From Robot 6
It doesn’t matter how many years I’ve read comics, on the eve for the launch of a new series that piques my interest, I always get pumped with excitement. Such is the case this week, given that writer Cullen Bunn and artist Dale Eaglesham‘s Sinestro #1 hits shelves on Wednesday.
The series marks a departure in style for Eaglesham as he pursues a darker, horror tone, an approach he discusses in this interview. He also discusses discusses the opportunity to digitally ink his art, being colored by Jason Wright, collaborating with Bunn, and looking forward for the chance to indulge in Kirby dots (aka Kirby Krackle).

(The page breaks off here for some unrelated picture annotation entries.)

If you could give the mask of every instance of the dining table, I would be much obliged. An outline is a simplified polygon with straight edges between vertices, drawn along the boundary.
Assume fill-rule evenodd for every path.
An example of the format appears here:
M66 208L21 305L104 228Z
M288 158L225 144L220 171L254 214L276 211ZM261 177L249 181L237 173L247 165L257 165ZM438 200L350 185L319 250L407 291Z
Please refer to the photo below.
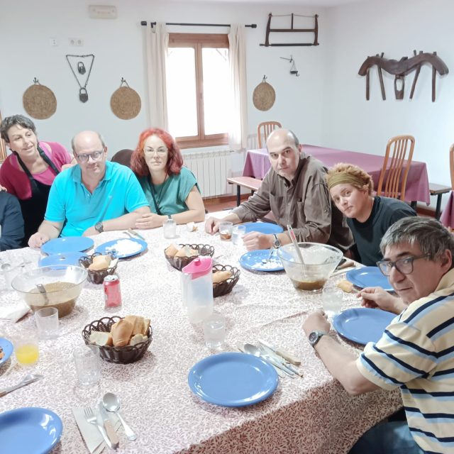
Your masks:
M217 234L211 236L203 223L189 231L187 226L178 226L177 237L171 240L164 238L162 228L140 231L146 250L121 260L116 270L121 307L114 312L106 310L103 285L87 282L72 312L60 319L58 337L40 340L40 358L34 366L21 365L13 354L0 365L0 389L28 373L43 375L41 380L0 397L0 414L22 407L48 409L63 424L61 438L51 452L88 453L72 410L94 407L109 392L120 397L122 415L138 434L135 441L129 441L120 428L119 453L342 454L367 429L402 407L397 390L349 395L325 367L301 328L306 316L321 307L320 292L295 289L284 271L242 268L238 260L247 252L242 241L234 244ZM121 231L109 231L92 238L96 247L128 237ZM226 341L220 350L207 348L201 323L189 321L182 303L182 273L170 265L164 254L172 243L212 245L214 263L240 270L231 292L214 299L214 310L226 321ZM39 251L26 248L3 252L0 259L20 262L39 255ZM338 275L330 280L334 284L344 278ZM4 285L0 308L20 299ZM359 306L354 292L344 294L343 309ZM99 383L79 386L73 351L84 345L84 327L102 317L129 314L150 319L153 341L148 351L131 364L101 360ZM0 321L0 338L13 340L35 330L31 313L16 323ZM362 345L333 330L330 334L350 350L361 352ZM238 351L238 344L255 343L259 338L300 358L302 377L279 378L272 395L241 407L214 405L192 392L188 374L196 363L220 352ZM0 440L0 452L1 445Z
M326 167L331 167L338 162L347 162L361 167L372 177L375 189L377 189L383 166L383 156L311 145L303 145L302 150L306 155L316 157ZM266 148L248 150L243 169L243 176L262 179L270 167ZM428 176L425 162L412 160L410 163L405 189L405 200L414 203L430 203Z

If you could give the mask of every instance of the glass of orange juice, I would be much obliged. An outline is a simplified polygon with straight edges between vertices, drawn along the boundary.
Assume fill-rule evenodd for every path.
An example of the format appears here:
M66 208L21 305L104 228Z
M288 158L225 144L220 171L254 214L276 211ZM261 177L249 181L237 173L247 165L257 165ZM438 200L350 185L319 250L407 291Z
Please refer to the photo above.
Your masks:
M33 335L23 336L13 340L14 354L19 364L31 366L36 364L40 356L38 340Z

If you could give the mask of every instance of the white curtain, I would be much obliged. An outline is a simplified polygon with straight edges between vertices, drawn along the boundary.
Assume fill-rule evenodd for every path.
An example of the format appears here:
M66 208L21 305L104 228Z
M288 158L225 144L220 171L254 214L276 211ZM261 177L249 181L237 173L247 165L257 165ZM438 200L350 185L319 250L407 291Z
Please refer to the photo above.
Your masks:
M165 63L169 34L165 31L165 23L162 22L157 23L153 28L147 23L145 28L149 126L167 131Z
M228 131L233 150L245 148L248 142L248 95L244 25L232 24L228 33L232 122Z

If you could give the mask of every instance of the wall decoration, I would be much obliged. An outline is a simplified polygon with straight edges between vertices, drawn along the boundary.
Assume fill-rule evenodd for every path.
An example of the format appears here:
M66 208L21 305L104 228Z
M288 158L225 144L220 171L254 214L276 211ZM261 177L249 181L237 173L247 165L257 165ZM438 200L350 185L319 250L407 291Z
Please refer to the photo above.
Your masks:
M33 84L24 92L22 102L26 112L38 120L48 118L57 110L57 99L53 92L41 85L36 77L33 79Z
M382 91L382 98L386 99L384 94L384 85L383 84L383 75L382 70L384 70L387 72L394 76L394 94L396 99L404 99L404 89L405 88L405 76L415 71L413 84L411 84L411 90L410 91L410 99L413 99L416 82L421 67L424 63L428 63L432 66L432 102L435 101L435 81L436 73L441 76L446 74L449 72L448 67L445 62L437 55L437 52L423 53L422 50L416 54L416 51L413 51L414 56L411 58L403 57L399 60L388 60L383 57L383 52L380 56L377 54L375 57L367 57L364 61L361 67L358 71L360 76L366 77L366 99L369 101L370 97L370 80L369 70L372 66L377 65L378 68L378 76L380 81L380 89Z
M123 84L126 87L123 86ZM115 90L111 96L112 112L122 120L131 120L138 115L141 106L140 96L121 77L120 88Z
M290 55L290 58L285 58L285 57L280 57L282 60L287 60L289 63L292 63L292 66L290 67L290 74L297 76L297 77L299 77L299 72L298 72L298 70L297 70L297 66L295 65L295 60L293 60L293 55Z
M302 14L294 14L294 13L291 13L290 14L281 14L275 16L274 17L284 17L289 16L292 18L290 23L289 28L271 28L271 18L273 17L272 14L270 13L268 14L268 23L267 23L267 31L265 38L265 44L260 44L260 45L264 45L267 48L270 46L296 46L296 45L319 45L319 15L316 14L315 16L303 16ZM309 17L314 18L314 28L294 28L293 27L293 20L294 17ZM313 33L314 36L314 43L270 43L270 33Z
M259 111L269 111L276 99L275 89L266 79L267 77L263 76L262 82L255 87L253 94L253 102Z
M71 60L70 60L71 58ZM87 74L87 79L85 79L85 83L82 85L82 81L83 77L81 77L81 80L79 81L77 78L77 74L76 72L79 73L81 75L84 74L87 72L85 69L85 65L84 62L82 61L82 59L86 58L87 61L89 61L90 66L88 70L88 74ZM93 54L89 54L88 55L66 55L66 60L71 68L71 72L77 82L77 85L79 85L79 101L81 102L87 102L88 101L88 92L87 91L87 85L88 84L89 79L90 78L90 74L92 74L92 68L93 67L93 63L94 62L94 55ZM73 63L71 63L71 61L73 61ZM77 69L77 72L74 70Z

Tim O’Shea: Reading the advance word on Sinestro, writer Cullen Bunn is clearly going for a dark tone with almost a horror vibe to a certain extent. Am I right in thinking this is a departure from the kind of stories you normally tell? How much do you relish delving into this darker territory?
Dale Eaglesham: This is a big departure from the kinds of stories I have done in my professional career. However, the horror genre is a favorite of mine and as a genre may be even closer to my heart than any other. I’m a fan of M.R. James, Edgar Allen Poe, Stephen King, Ambrose Bierce and many others and truly delight in spooky tales. I’m ecstatic to have the chance to finally show my artistic dark side.

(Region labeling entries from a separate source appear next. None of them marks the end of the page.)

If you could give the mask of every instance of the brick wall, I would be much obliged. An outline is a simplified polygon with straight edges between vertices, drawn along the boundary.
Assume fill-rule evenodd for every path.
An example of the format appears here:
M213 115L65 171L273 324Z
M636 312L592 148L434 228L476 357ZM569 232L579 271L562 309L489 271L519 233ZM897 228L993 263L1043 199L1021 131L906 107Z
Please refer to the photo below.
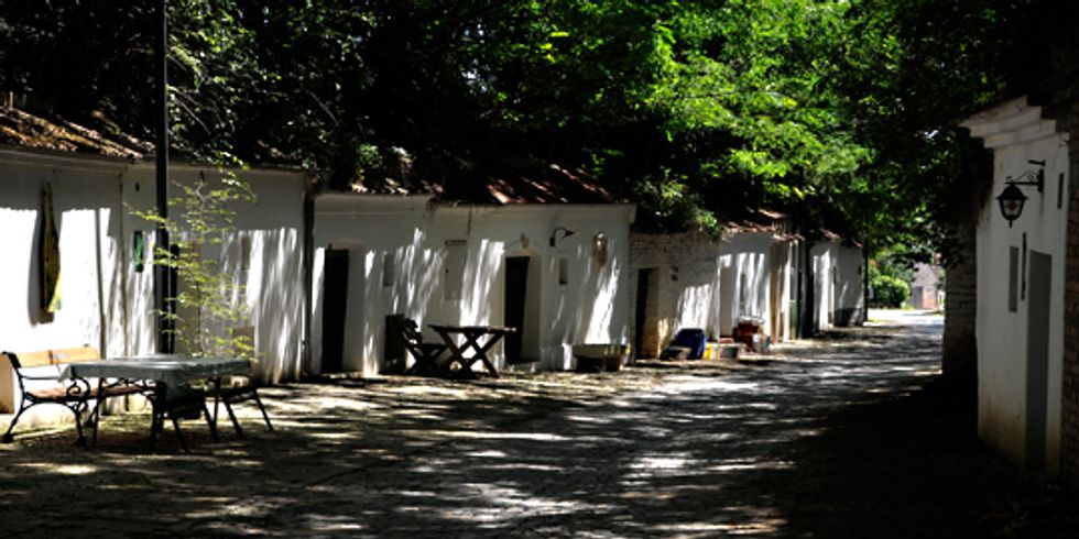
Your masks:
M718 240L697 232L630 235L630 342L636 342L640 270L652 270L645 307L649 323L639 355L657 355L684 324L710 330L715 321L705 315L687 312L683 301L687 289L700 293L719 286L718 256ZM696 311L717 308L704 305L697 306Z
M1064 380L1060 472L1079 486L1079 112L1070 111L1068 148L1068 245L1064 298Z

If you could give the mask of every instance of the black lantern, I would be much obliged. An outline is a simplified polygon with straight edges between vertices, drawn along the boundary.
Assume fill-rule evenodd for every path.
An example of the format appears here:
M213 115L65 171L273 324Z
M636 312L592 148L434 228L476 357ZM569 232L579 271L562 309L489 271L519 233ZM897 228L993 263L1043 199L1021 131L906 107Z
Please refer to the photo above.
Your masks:
M1007 184L1000 196L996 197L996 201L1001 204L1001 215L1007 220L1007 228L1012 228L1012 222L1023 215L1023 205L1026 204L1026 195L1023 195L1023 191L1018 187L1015 187L1014 184Z
M1007 221L1007 228L1012 228L1012 222L1023 215L1023 205L1026 204L1026 195L1023 195L1020 186L1037 186L1038 193L1045 188L1045 162L1032 160L1028 163L1038 165L1037 172L1027 170L1015 179L1009 176L1004 179L1004 190L996 197L996 201L1001 205L1001 215Z
M555 227L555 230L551 231L551 246L555 246L555 240L558 239L558 232L562 232L562 239L565 240L577 232L567 229L566 227Z

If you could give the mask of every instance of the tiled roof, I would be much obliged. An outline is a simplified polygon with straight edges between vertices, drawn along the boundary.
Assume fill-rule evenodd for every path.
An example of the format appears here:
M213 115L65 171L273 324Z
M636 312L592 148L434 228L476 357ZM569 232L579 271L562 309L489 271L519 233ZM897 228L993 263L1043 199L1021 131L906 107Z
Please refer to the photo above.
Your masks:
M558 165L513 169L488 178L487 193L491 202L515 204L615 204L625 199L615 196L580 169Z
M149 143L119 130L110 130L110 124L103 118L98 119L102 127L90 129L17 108L0 107L0 144L132 160L142 158L150 151Z

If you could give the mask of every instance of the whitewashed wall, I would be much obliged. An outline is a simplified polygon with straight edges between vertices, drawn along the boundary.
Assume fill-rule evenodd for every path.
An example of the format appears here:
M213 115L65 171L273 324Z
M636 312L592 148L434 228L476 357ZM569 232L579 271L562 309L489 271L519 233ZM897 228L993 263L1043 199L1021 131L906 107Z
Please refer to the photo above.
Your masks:
M837 244L833 248L836 261L836 314L837 323L849 326L865 321L865 276L862 250L851 245Z
M447 207L429 197L323 195L315 202L315 283L313 370L320 370L325 305L325 249L350 254L344 367L366 375L383 361L386 315L415 319L429 339L428 323L503 323L506 256L531 256L530 312L523 355L531 367L568 369L570 345L584 342L629 343L629 227L631 205L522 205ZM548 243L556 227L576 235ZM610 256L593 260L592 240L608 238ZM465 242L460 298L446 294L447 242ZM389 285L386 254L395 266ZM568 283L558 283L558 260L568 263ZM536 277L533 280L533 276ZM532 337L530 337L532 336ZM530 342L530 339L534 339ZM499 346L501 349L501 346ZM497 354L504 366L504 358Z
M12 352L91 345L108 349L119 258L123 163L0 154L0 349ZM62 308L39 318L41 191L53 189L62 263Z
M172 176L193 179L199 169L174 166ZM212 170L206 170L212 177ZM19 352L90 345L107 358L154 350L153 227L130 215L152 208L150 164L68 154L0 151L0 349ZM237 272L249 287L250 327L259 353L257 373L265 381L295 377L303 331L303 193L296 173L260 170L241 175L260 199L238 219L250 237L251 264ZM41 190L52 185L61 253L63 305L52 321L39 318L36 230ZM146 265L134 270L133 235L146 234ZM238 265L236 238L222 261ZM4 362L6 363L6 362ZM10 367L0 365L0 402L13 403ZM29 424L61 418L43 407ZM20 420L22 421L22 420Z
M1060 452L1060 387L1064 358L1065 242L1068 229L1067 141L1056 133L1053 121L1043 120L1040 109L1025 99L1011 101L979 114L966 124L971 134L993 148L993 187L982 209L977 231L978 250L978 429L991 446L1022 463L1026 460L1027 314L1023 297L1025 268L1018 268L1017 308L1010 310L1010 250L1018 250L1020 264L1029 251L1050 255L1051 300L1049 305L1049 361L1046 418L1048 471L1055 473ZM1036 169L1028 160L1045 161L1043 194L1024 187L1029 197L1022 217L1009 228L995 197L1007 176ZM1026 256L1023 239L1026 238Z
M131 208L152 208L155 175L151 164L139 164L124 176L124 202ZM199 174L216 182L222 176L214 168L172 166L170 177L176 182L195 182ZM207 254L218 256L236 282L244 285L248 317L236 328L252 332L257 353L255 374L263 382L295 380L302 371L304 327L304 186L305 175L292 170L250 169L237 174L246 180L255 202L237 202L237 231L228 234L218 248ZM171 191L177 191L175 187ZM143 230L153 237L145 221L124 213L124 256L130 256L132 233ZM247 252L244 252L247 251ZM145 353L153 350L155 318L153 316L153 270L149 264L135 273L134 264L126 261L124 278L129 283L127 339L122 352Z
M775 334L771 316L771 272L777 263L781 264L781 274L785 275L788 271L786 260L776 260L776 243L771 232L738 232L720 246L719 324L722 334L731 334L742 317L760 319L764 332ZM778 282L784 280L781 275ZM786 304L785 300L781 301Z

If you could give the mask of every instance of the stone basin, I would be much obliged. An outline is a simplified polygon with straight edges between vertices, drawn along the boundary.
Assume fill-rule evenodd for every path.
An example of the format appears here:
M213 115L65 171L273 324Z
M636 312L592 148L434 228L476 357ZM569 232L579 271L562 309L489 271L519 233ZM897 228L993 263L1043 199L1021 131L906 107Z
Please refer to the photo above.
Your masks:
M577 371L601 372L619 371L630 359L629 344L591 343L574 344Z

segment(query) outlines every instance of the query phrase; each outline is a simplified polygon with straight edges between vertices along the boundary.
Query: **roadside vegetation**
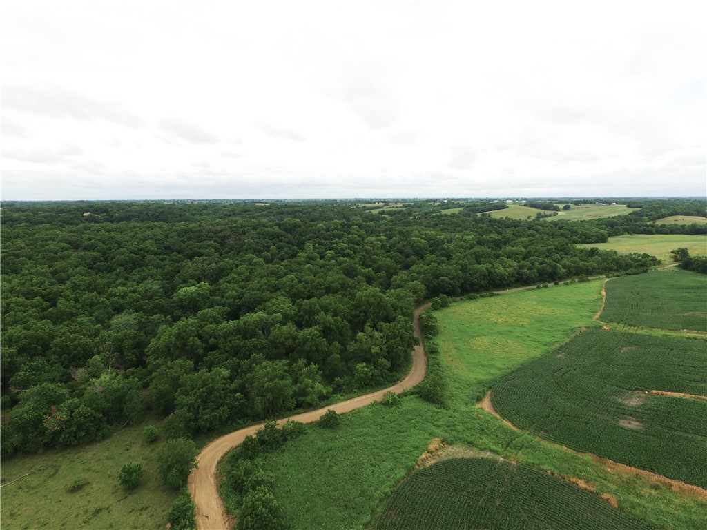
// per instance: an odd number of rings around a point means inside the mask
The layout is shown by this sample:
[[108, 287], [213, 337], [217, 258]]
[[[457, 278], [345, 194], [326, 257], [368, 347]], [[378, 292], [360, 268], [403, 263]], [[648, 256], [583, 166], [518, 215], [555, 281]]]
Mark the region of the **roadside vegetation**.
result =
[[[583, 327], [599, 329], [601, 324], [592, 318], [601, 306], [601, 286], [600, 281], [520, 291], [456, 302], [436, 312], [439, 334], [428, 339], [427, 346], [431, 375], [440, 374], [448, 384], [445, 406], [413, 392], [395, 407], [374, 406], [346, 414], [335, 430], [308, 427], [299, 438], [267, 455], [263, 469], [274, 478], [272, 491], [292, 527], [378, 524], [390, 492], [427, 453], [431, 440], [442, 439], [566, 481], [581, 481], [593, 489], [598, 502], [607, 502], [602, 495], [614, 498], [621, 512], [649, 525], [699, 528], [707, 499], [638, 474], [617, 473], [589, 457], [515, 430], [476, 406], [509, 369], [542, 358]], [[509, 314], [511, 307], [522, 309]], [[509, 341], [503, 340], [515, 317], [524, 319], [523, 325], [515, 326], [518, 331]], [[508, 358], [496, 361], [506, 348], [499, 348], [494, 336], [511, 352]], [[434, 495], [436, 490], [431, 491]], [[428, 509], [423, 497], [419, 502], [421, 510]]]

Tim O’Shea: In a recent CBR interview you discussed arriving upon the right look for Sinestro. How much of a trial-and-error process was it for you?
Dale Eaglesham: It proved to be a very large task indeed. I’ve found that I have struggled with the genre, so accustomed am I to traditional heroes and their wholesome objectives. I kept portraying Sinestro in postures that were unsuited to him, postures that reflected protectors and good guys in general. I found myself erasing entire figures over and over, starting from scratch in an attempt to capture a very special blend of dark traits. He’s not a deluded narcissist, in thrall to his vanity but more supremely arrogant and driven. He’s not a true sociopath, but close. What I do want to make clear with him is that despite his formidable intellect, he possesses the explosive, savage rage of the killer. The destruction of his home world has lit this virulent fire within him. He is a coiled serpent and you want to feel that around him. When he goes into battle that rage lashes out and he can make mistakes. His body is lithe and poised, but I am portraying that sense of being “coiled” by showing tension in the shoulders, clavicles and neck. His shoulders sit up a little higher on him, the shoulder width and bunched blade,s slightly out of proportion, bringing that tension out in a subtle but noticeable way. I also differentiate him from others with the halo that appears around him during battle. We can see an after image in it, showing us some of the preceding actions as if he were moving quickly and furiously. We’ll see that after image in some of the others but not as much as with Sinestro.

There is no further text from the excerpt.